Abortion providers say no matter what the federal courts decide, people in Massachusetts will be able to end their pregnancies with medication here.

Dueling federal court rulings out of Texas and Washington on Friday have put legal access to mifepristone — one of two drugs used in medication abortions — in limbo.

The question now is whether mifepristone will continue to be available in Massachusetts, and for how long. Gov. Maura Healey sought to answer that question Monday. She asked UMass Amherst to stock more than a year’s supply of mifepristone, to be distributed to providers throughout the state, and signed an executive action affirming that existing state law protects Massachusetts providers from out-of-state legal action.

Abortion providers and reproductive rights advocates had been anticipating and planning for the Texas decision. All of the providers in Massachusetts that GBH News reached Monday said they would continue to offer medication abortions, even if they have to switch to a different regimen.

That includes Planned Parenthood, which provides half of all abortions in Massachusetts each year.

“Planned Parenthood is prepared to shift to a misoprostol-only regimen should mifepristone become unavailable, but we should not have to,” Danielle Roncari, vice president of medical services Planned Parenthood League of Massachusetts, said at a State House press conference. “In issuing this decision, the Texas judge has willfully ignored more than 20 years of medical evidence, ignored the testimony of medical experts, and ignored patients’ stores about how access to this medication changed or saved their lives.”

Medication abortion accounts for more than half of all abortions in the United States. And here in Massachusetts, more than 8,000 women in Massachusetts took mifepristone for an abortion in 2021, state data shows.

A misoprostol-only regimen is slightly less effective than the standard two-drug regimen, ending pregnancies 90% to 93% of the time rather than 97%, according to researcher Ushma Upadhyay at the University of California San Francisco, who studies abortion protocols and access in the United States. Research indicates that taking only misoprostol also causes different and often more severe side effects, such as heavy cramping and prolonged bleeding.

Dr. Tara Kumaraswami, an associate professor of obstetrics and gynecology at UMass Memorial Health, says she’s grateful for Healey’s executive order. UMass plans to keep providing medication abortions with mifepristone, though she and her fellow providers had been preparing to switch to a misoprostol-only regimen, if needed.

“We’re going to see what plays out in the next couple weeks,” she said. “For the most part, people were ready if needed to switch to misoprostol-only. But I think it will be even better if we’re able to continue to use mifepristone.”

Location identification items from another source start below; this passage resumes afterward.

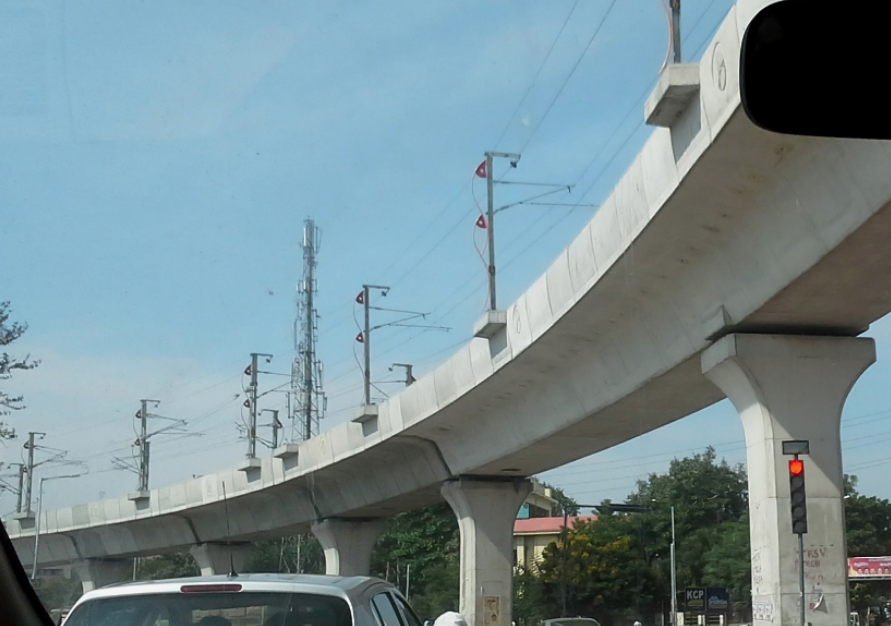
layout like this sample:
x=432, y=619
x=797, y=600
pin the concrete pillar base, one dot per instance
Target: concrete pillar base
x=793, y=387
x=95, y=573
x=213, y=558
x=486, y=510
x=347, y=544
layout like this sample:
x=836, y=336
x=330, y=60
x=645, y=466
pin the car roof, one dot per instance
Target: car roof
x=343, y=586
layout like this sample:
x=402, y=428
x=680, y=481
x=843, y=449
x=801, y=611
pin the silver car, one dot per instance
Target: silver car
x=246, y=600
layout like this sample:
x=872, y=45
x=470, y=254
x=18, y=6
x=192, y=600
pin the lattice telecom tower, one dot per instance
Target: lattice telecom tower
x=306, y=370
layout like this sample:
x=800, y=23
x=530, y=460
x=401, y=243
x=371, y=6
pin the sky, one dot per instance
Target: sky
x=159, y=159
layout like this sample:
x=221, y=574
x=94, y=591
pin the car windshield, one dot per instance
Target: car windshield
x=213, y=609
x=572, y=621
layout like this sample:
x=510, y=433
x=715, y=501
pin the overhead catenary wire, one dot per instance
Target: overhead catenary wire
x=569, y=76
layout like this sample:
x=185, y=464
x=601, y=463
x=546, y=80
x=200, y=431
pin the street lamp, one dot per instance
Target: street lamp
x=39, y=506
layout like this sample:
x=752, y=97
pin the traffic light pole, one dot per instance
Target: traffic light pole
x=801, y=576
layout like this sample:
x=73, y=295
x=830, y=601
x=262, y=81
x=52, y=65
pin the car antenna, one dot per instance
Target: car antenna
x=232, y=572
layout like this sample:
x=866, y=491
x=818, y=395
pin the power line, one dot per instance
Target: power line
x=571, y=72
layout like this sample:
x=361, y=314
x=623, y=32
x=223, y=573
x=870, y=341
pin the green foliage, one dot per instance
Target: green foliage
x=294, y=554
x=868, y=529
x=175, y=565
x=427, y=540
x=533, y=600
x=57, y=592
x=9, y=332
x=617, y=569
x=599, y=565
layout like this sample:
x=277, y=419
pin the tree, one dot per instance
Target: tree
x=175, y=565
x=868, y=533
x=617, y=569
x=424, y=542
x=9, y=332
x=295, y=554
x=868, y=522
x=599, y=569
x=706, y=494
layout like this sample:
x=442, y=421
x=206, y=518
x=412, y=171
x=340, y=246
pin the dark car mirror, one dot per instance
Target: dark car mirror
x=819, y=67
x=19, y=605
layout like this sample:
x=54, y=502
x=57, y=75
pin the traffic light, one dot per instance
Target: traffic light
x=798, y=496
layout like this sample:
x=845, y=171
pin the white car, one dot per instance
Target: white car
x=246, y=600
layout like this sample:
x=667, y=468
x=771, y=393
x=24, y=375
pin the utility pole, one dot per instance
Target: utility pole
x=306, y=370
x=674, y=576
x=18, y=494
x=252, y=427
x=276, y=426
x=676, y=29
x=365, y=299
x=141, y=466
x=143, y=444
x=490, y=216
x=409, y=379
x=29, y=479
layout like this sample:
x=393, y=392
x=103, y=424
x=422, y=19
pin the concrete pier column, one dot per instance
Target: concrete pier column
x=95, y=573
x=486, y=510
x=347, y=544
x=213, y=558
x=793, y=387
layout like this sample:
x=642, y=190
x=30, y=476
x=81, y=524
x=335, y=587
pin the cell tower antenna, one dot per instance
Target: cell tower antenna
x=306, y=370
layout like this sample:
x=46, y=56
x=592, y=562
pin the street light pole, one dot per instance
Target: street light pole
x=39, y=507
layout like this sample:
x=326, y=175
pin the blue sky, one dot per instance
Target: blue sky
x=159, y=160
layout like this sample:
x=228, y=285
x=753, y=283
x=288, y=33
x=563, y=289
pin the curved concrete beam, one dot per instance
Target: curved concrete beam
x=716, y=227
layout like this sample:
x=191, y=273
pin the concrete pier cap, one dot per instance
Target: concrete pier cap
x=793, y=387
x=486, y=508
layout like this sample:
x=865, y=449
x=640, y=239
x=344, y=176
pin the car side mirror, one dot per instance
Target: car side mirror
x=819, y=67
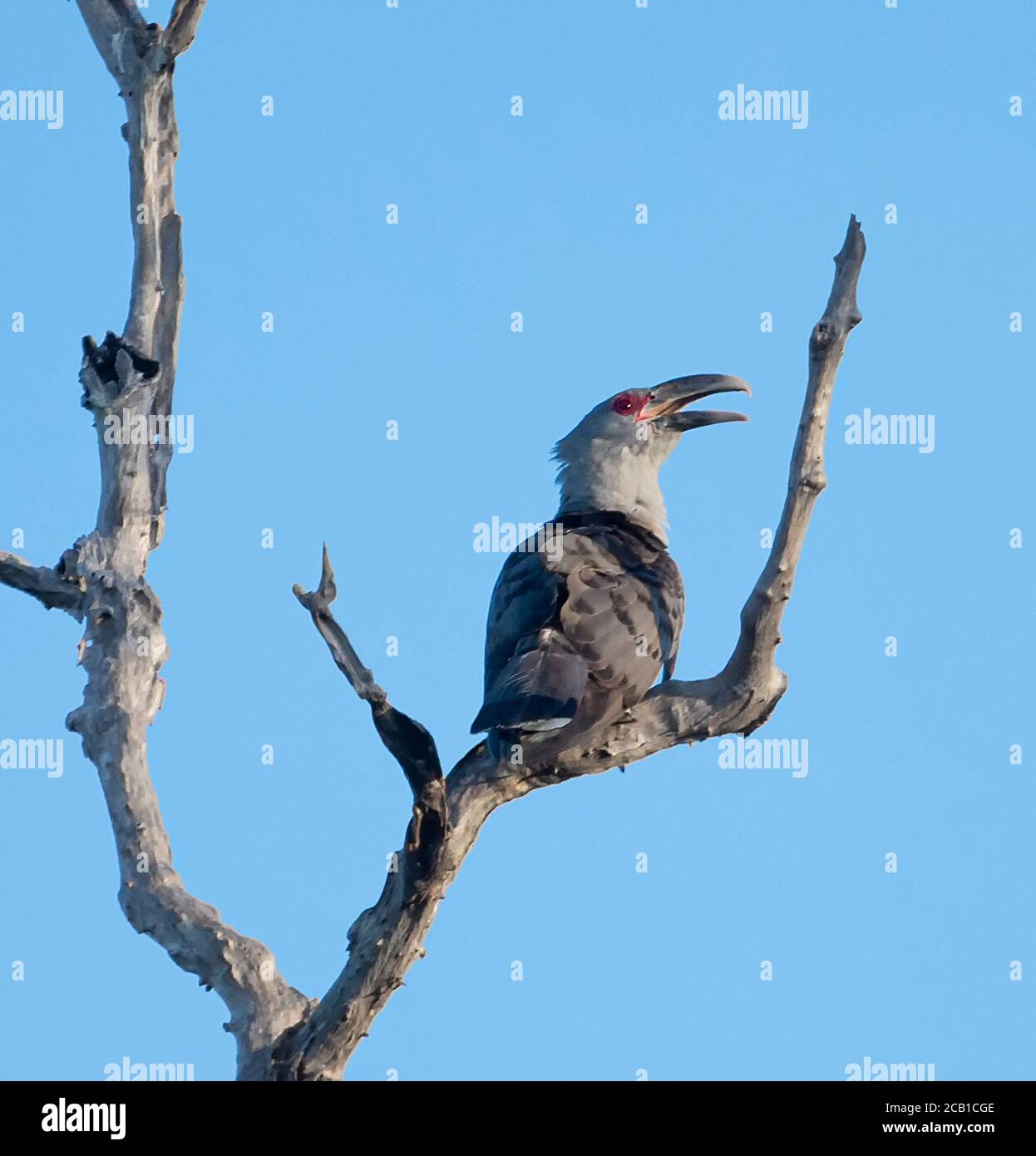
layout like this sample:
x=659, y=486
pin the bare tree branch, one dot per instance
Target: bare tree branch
x=388, y=936
x=129, y=379
x=407, y=741
x=183, y=26
x=55, y=590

The ruling will not go into effect until at least Friday, April 14 — seven days the Texas judge built into his decision for the federal government to appeal. Another federal ruling in Washington state, issued just minutes after the Texas decision, ordered the FDA to preserve the drug’s approval.

“Nothing’s changing immediately,” explained Christie Pitney, a telehealth abortion provider with Forward Midwifery, which practices in Massachusetts and five other states. “For right now, we’re kind of just in a holding period of waiting to see what happens.”

Pitney said she will be consulting with legal experts about whether she would be able to continue providing mifepristone even if its FDA approval is ultimately revoked. If not, she will also provide misoprostol-only abortions.

“There may be a pathway to continue providing it, even if that approval does get revoked,” she said. “I think a lot of legal analysis is going to have to go into that first, so I’m not 100% certain what that will look like.”

How this ruling could affect telehealth and rural patients

Advocates and politicians say that the availability of medication abortion, in particular, is crucial for people in more rural areas who do not have expansive access to health care, like those who live in Western Massachusetts and the Cape and Islands.

Health Imperatives, which serves low-income populations, had not previously been able to directly offer abortion services at its clinics in Hyannis, Martha’s Vineyard, Nantucket, Brockton, New Bedford, Plymouth and Wareham.

But after getting requests to expand services, they made plans to start offering medication abortion at their clinics and via telehealth in July with newly awarded funding from the state.

President and CEO Julia Kehoe told GBH News that the legal cases are “disturbing” for providers, but the clinics will still go ahead with plans to start offering medication abortion on July 1.

“We’re planning on proceeding as we planned,” she said. “But even if the ban goes through at some point, we’re going to continue to start offering services in July with just the [one-drug] regimen, which is safe and effective.”

In 2021, the Food and Drug Administration permanently allowed licensed telemedicine providers to prescribe abortion pills. Advocates celebrated the decision as a monumental step in access for people who live far from clinics, in rural parts of the state or on college campuses.

State Sen. Julian Cyr, who represents Cape Cod, says that medication abortion is a “tremendous tool” to reach some populations.

“When you look at abortion access in Massachusetts, there’s a number of regions that are abortion deserts, including Cape Cod and the islands,” he said. “Particularly in rural communities and geographically the communities that are further away from larger health care facilities, it can be really effective there.”

Kehoe says that for now, she is grateful to work in a state that is moving to protect access.

“If there’s any state to be in, it’s Massachusetts,” she said.